It’s easy to walk by and never see what goes on inside Work, the wood-paneled building sandwiched between Amer’s Coffeehouse and Ben & Jerry’s Scoop Shop at 306 S. State St. However, once inside the quaint, two-level, 2600-square-foot structure, visitors are greeted with a special treat, as some of the most unique works of art produced by the students in the School of Art and Design are on display.
Formerly a Harmony House records store, the location went under extensive renovations and had its grand opening in November of 2002. According to Gregory Steel, the director of Work who has been with the project since its inception, the building is now “a unique changeover from what it was. It’s unbelievable to see what it’s become.”
Upon entering Work, the hardwood floors and pure white walls are covered with 25 sculptures, each accentuated by track lighting and each unique in its own way. The title of the collection is “Speaking Volume(s): 3-Dimensional Work by Art Undergrad Students.” Chris Bradley’s “Full Court Son: Home Work for Team Base” is a collection of baseball equipment and trophies sitting on shelves above the Single Parent’s Prayer and a plaque telling about the greatness of a friend. Near that exhibit is Mary Witte’s work, a rusted chair frame and springs, titled “The Fabric of Our Society.”
According to Steel, the art that is featured coincides with the curriculum that is offered in the art school. Currently, sculpture is featured, but starting Feb. 11, new pieces will be offered, now with a new media and digital media theme. “It gives the students more freedom in the curriculum,” Steel explains.
Some of the pieces offered on the main floor are available for purchase, and people all over the world have bought items. However, some of the works are not for sale. One piece in particular, Megan Hildebrandt’s “All in the Family,” a collection of family photographs, clearly states: “Memories are Priceless.”
The basement of Work features a special exhibit titled “(Our)Selves,” which is a collection of works from three undergraduate students. Emily Squires, Mary Paul and James Arndt, all seniors in the School of Art and Design are featured this month. The students say they are delighted to be given the opportunity to have their work displayed as they have worked together throughout their undergraduate education.
“There’s a particular connectedness within all of our work that has come from our relationship as friends and as developing artists,” Arndt said.

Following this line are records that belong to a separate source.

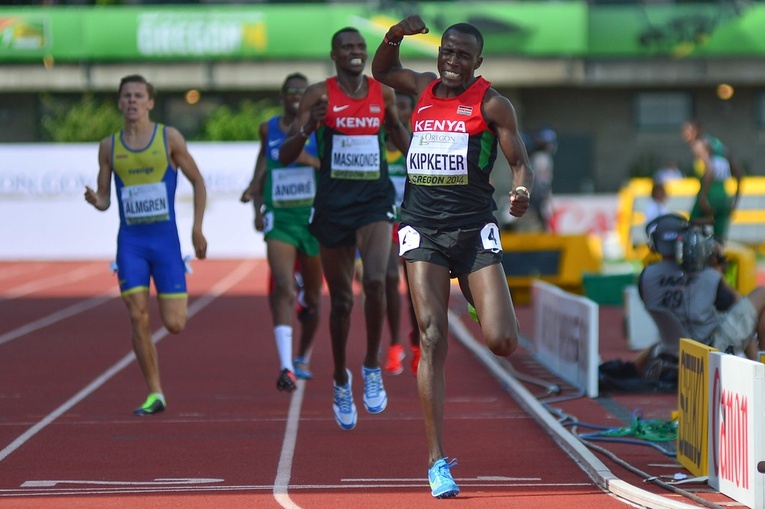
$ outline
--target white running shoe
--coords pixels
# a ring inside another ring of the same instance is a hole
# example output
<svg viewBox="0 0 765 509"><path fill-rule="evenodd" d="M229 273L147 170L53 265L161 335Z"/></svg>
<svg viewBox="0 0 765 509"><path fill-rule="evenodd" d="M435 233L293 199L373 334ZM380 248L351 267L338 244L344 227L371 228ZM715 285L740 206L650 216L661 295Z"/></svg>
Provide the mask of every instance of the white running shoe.
<svg viewBox="0 0 765 509"><path fill-rule="evenodd" d="M388 406L388 394L385 392L380 368L361 366L364 376L364 406L370 414L379 414Z"/></svg>
<svg viewBox="0 0 765 509"><path fill-rule="evenodd" d="M356 405L353 403L353 393L351 393L351 372L346 369L348 373L348 383L342 387L332 383L335 388L335 401L332 403L332 410L335 413L335 420L337 425L343 429L353 429L356 427L356 421L358 420L358 413L356 412Z"/></svg>

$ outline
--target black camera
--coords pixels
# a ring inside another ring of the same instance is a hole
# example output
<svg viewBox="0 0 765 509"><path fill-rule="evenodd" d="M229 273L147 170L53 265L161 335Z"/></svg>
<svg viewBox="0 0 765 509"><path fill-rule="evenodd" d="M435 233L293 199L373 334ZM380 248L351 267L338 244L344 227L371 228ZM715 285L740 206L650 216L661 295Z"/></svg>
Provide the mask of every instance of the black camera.
<svg viewBox="0 0 765 509"><path fill-rule="evenodd" d="M677 237L675 260L686 272L700 272L717 257L717 242L708 225L691 224Z"/></svg>

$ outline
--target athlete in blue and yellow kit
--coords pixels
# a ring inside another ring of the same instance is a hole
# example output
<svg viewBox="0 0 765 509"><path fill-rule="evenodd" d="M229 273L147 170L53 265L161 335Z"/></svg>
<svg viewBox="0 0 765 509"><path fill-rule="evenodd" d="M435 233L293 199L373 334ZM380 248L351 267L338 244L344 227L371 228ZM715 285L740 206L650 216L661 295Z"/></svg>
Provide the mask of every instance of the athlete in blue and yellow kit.
<svg viewBox="0 0 765 509"><path fill-rule="evenodd" d="M428 480L436 498L453 497L456 461L444 454L444 363L448 350L450 278L474 305L483 339L498 356L518 344L518 321L502 268L502 245L490 174L501 148L513 173L510 214L529 206L534 174L510 101L475 75L483 62L483 35L472 25L447 28L438 48L438 76L405 69L405 36L428 33L419 16L388 29L372 73L399 92L419 97L412 113L407 181L401 205L400 254L420 328L417 388L425 418Z"/></svg>
<svg viewBox="0 0 765 509"><path fill-rule="evenodd" d="M338 425L352 429L357 413L345 353L354 300L356 249L364 266L367 348L361 367L363 401L367 412L377 414L387 405L378 354L385 319L385 271L395 219L384 133L387 131L401 150L406 150L409 133L399 121L393 90L364 76L367 45L357 29L335 32L331 56L337 75L306 89L279 151L279 161L295 161L306 139L316 132L321 163L309 229L319 241L332 306L332 409Z"/></svg>
<svg viewBox="0 0 765 509"><path fill-rule="evenodd" d="M295 119L308 81L300 73L287 76L282 84L283 115L260 124L260 150L255 174L242 193L242 202L255 206L255 229L263 232L271 269L268 303L274 322L274 338L280 373L276 388L293 391L296 378L310 379L307 355L319 325L322 272L319 243L308 231L313 197L316 194L316 137L311 136L295 164L279 163L279 147ZM295 309L295 272L298 262L302 280L301 323L298 355L292 359L292 313Z"/></svg>
<svg viewBox="0 0 765 509"><path fill-rule="evenodd" d="M204 259L207 253L207 240L202 234L207 193L181 133L149 119L154 108L154 88L145 78L139 75L122 78L117 104L125 126L101 140L98 190L86 187L85 200L98 210L108 209L114 174L120 214L117 274L130 314L133 351L149 389L146 401L134 413L150 415L167 406L149 328L150 279L154 280L165 328L177 334L186 326L185 264L175 222L178 169L194 189L191 238L199 259Z"/></svg>

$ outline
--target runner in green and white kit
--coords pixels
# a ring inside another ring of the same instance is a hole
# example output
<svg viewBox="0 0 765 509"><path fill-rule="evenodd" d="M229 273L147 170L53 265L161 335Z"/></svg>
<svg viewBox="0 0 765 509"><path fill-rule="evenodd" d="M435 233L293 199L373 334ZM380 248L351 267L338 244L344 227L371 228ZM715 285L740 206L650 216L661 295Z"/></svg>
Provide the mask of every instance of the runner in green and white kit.
<svg viewBox="0 0 765 509"><path fill-rule="evenodd" d="M308 231L314 194L316 193L316 139L311 137L294 164L279 163L279 148L295 118L295 112L308 81L302 74L287 76L282 85L284 115L260 125L260 152L255 175L242 194L242 201L255 205L255 229L266 240L272 286L269 291L274 337L279 352L280 374L276 387L281 391L295 389L296 375L311 378L306 356L319 324L322 270L319 244ZM297 358L292 360L292 322L295 309L296 262L303 282L302 323Z"/></svg>

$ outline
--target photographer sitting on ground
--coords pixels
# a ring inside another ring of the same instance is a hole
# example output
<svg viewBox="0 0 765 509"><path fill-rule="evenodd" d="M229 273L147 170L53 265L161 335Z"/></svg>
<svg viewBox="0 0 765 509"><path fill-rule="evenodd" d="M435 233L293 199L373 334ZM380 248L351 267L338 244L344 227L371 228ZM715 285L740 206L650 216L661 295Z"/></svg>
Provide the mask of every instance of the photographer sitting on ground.
<svg viewBox="0 0 765 509"><path fill-rule="evenodd" d="M636 359L642 375L655 375L656 359L676 359L681 337L756 359L758 349L765 349L765 287L742 297L714 267L718 249L712 236L678 214L657 217L646 234L662 259L643 269L638 290L661 341Z"/></svg>

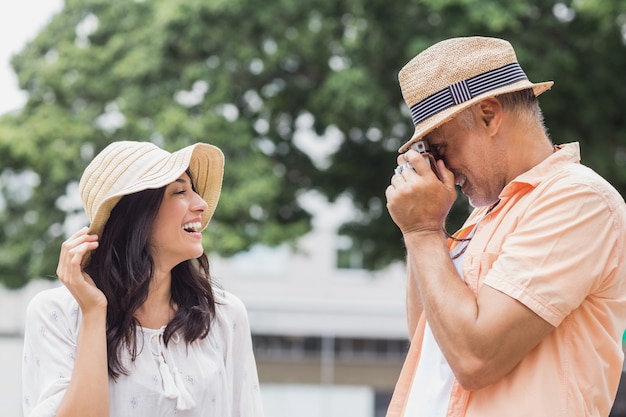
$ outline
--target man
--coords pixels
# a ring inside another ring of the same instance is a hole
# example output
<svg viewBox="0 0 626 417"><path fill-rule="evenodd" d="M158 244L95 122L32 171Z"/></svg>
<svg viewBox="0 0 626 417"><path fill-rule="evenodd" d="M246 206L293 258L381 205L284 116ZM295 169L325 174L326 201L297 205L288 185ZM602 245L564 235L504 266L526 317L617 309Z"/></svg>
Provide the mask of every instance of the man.
<svg viewBox="0 0 626 417"><path fill-rule="evenodd" d="M626 206L578 143L549 139L536 96L552 82L531 83L508 42L483 37L435 44L399 80L415 133L386 196L412 342L387 416L608 416ZM455 184L474 211L449 237Z"/></svg>

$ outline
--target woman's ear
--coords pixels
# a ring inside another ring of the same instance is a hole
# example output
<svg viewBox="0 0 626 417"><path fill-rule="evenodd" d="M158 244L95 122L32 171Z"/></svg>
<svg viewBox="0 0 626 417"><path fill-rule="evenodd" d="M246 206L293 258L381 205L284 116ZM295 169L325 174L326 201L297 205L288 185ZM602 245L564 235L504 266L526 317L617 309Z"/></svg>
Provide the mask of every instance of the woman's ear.
<svg viewBox="0 0 626 417"><path fill-rule="evenodd" d="M478 103L478 118L488 130L490 136L494 136L502 122L502 105L495 97L489 97Z"/></svg>

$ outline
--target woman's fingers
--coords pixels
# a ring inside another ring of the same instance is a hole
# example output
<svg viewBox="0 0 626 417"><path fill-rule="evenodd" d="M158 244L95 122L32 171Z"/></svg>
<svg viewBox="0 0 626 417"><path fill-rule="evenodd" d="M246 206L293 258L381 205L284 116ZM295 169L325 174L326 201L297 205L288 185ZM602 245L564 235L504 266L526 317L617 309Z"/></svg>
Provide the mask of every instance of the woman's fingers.
<svg viewBox="0 0 626 417"><path fill-rule="evenodd" d="M87 252L98 247L98 236L88 235L83 228L70 236L61 245L57 276L72 293L83 312L91 308L106 307L106 297L91 277L82 269Z"/></svg>
<svg viewBox="0 0 626 417"><path fill-rule="evenodd" d="M61 281L71 279L73 274L80 271L80 265L85 254L97 247L98 236L88 235L86 227L70 236L61 245L59 265L57 267L59 279Z"/></svg>

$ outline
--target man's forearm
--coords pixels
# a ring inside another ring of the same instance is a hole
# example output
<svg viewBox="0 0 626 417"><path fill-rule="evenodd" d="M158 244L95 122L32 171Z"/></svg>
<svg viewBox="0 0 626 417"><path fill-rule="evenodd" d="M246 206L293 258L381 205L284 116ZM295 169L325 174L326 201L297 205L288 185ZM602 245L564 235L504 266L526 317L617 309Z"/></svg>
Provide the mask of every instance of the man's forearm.
<svg viewBox="0 0 626 417"><path fill-rule="evenodd" d="M422 315L423 306L417 289L415 268L409 253L406 261L406 318L409 328L409 339L413 340L417 323Z"/></svg>

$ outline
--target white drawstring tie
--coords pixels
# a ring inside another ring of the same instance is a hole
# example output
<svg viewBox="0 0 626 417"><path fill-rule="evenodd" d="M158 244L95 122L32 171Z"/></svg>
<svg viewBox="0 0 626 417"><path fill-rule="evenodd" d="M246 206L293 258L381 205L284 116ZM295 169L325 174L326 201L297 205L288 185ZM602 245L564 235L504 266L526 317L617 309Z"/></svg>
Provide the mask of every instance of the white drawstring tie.
<svg viewBox="0 0 626 417"><path fill-rule="evenodd" d="M189 391L187 391L182 374L178 368L172 363L172 371L170 366L168 366L168 361L165 359L165 343L163 342L164 331L165 327L162 327L158 332L150 335L150 349L159 362L159 373L163 380L163 392L166 398L176 399L176 409L181 411L189 410L196 406L196 402L189 394ZM174 333L171 340L174 343L178 343L180 338L177 333ZM173 376L172 373L174 374Z"/></svg>

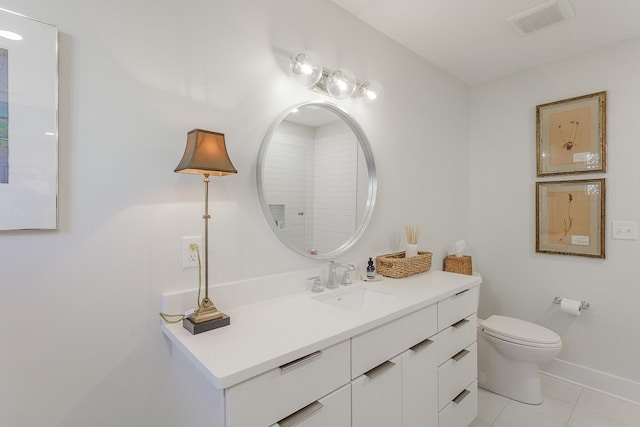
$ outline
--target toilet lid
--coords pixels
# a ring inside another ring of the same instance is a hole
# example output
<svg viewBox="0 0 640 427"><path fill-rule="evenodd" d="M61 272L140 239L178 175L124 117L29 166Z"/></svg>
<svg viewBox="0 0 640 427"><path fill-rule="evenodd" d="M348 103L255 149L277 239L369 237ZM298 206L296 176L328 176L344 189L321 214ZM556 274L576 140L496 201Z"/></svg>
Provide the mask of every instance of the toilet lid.
<svg viewBox="0 0 640 427"><path fill-rule="evenodd" d="M490 316L480 322L485 332L506 340L533 344L560 344L560 336L543 326L513 317Z"/></svg>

Arndt’s feature piece in Work is a collection of black and white photographs of housewives sewn onto a quilt outlined in blue, called “Don’t Look So Sad. Homeownership is Really More Fulfilling than Marriage Anyways.” He has also created “Portrait of the Artist as a Young Man,” which features a CD of Arndt speaking in a stream of consciousness over a background track of pop music and a man lecturing.
“The message of each piece varies greatly depending on what I am attempting to communicate, and also the setting and different interpretations each viewer brings with their perception,” Arndt said.
Paul and Squires provide a subtle change with multi-colored paintings — “Thursday Afternoon” and “Woman, Seated” respectively — with oranges and purples composing the body’s skin tone.
In another piece located along the back wall, multimedia is used, as two large female figures are set up between a projector and a conversation ensues with words being written out on the projection screen.
“(I want to) create a piece of work that will engage the viewer, that will continue to make me ask questions about what I’m trying to do,” Squires said.
“Overall, I would say I seek to challenge myself and my audience by pushing stereotypes and boundaries,” Paul added.
Thanks to its stellar location, creative student base and ever-changing objects, Work hopes to continue to keep the art scene exciting in Ann Arbor.
“I think that each of us have strong individual voices, but we share a lot of the same views and attitudes. Our goal with “(Our)selves” was to explore these commonalities and individualites,” Paul said.
“I think we made it to where (art) has become important again. It’s made art visible on campus again,” Steel said.